One trader said that although the appeals may have been forced by bondholders, the trustees' efforts to foreclose could easily hurt most investors.

"The last thing in the world that I would want them to do is come in and yank the project away," said Chris Hall, a partner at the Miami-based firm of Howe, Solomon and Hall. "At this stage of the game, it would affect us adversely. They're making the coupon payments now, and these are relatively high coupons."

The majority of Mutual Benefit-backed deals have coupons ranging from 7.25% to 10%.

"The potential for multi-state foreclosures ... can only adversely affect [Mutual Benefit's] chances for rehabilitation, "yesterday's ruling says. "On the other hand, staying such foreclosures would not adversely affect the trustees or their bondholders."

Lawyers for Mutual Benefit and the insurance commissioner said the decision will preserve the value of Mutual Benefit's assets and allow a higher compensation level for all policyholders.

"It's a very important victory for the rehabilitation effort," said Howard R. Hawkins Jr., a partner at Cadwalader, Wickersham & Taft. "It makes clear that [Judge Levy's] jurisdiction does extent to all the assets and liabilities and issues relating to Mutual Benefit."

The ruling refers to the New Jersey Uniform Insurance Company Liquidation Act and says that a rehabilitation court's jurisdiction must be broadly construed to effectively liquidate multistate assets of failed insurers, Mr. Hawkins said.

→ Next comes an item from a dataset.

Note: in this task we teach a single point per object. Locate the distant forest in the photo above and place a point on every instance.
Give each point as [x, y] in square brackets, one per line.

"There has never been a decision under the act that has been this broad," he said.

The three indentured trustees appealing last December's ruling may now find themselves out in the cold, according to trustee officials.

Last November, several banks signed a standstill agreement that prevented foreclosure but assured the issues interest payments for the term of the agreement, which expires Aug. 15 and may be extended. Since then, at least two issues have received partial payments or no money at all.

The issues not being paid in full are those with insufficient cash flow, said a trust officer not associated with the appeal.

"They're saying, ~We're not going to contribute cash to pay all the interest; that's a capital payment,'" he said. "It appears that that's the approach they're beginning to take."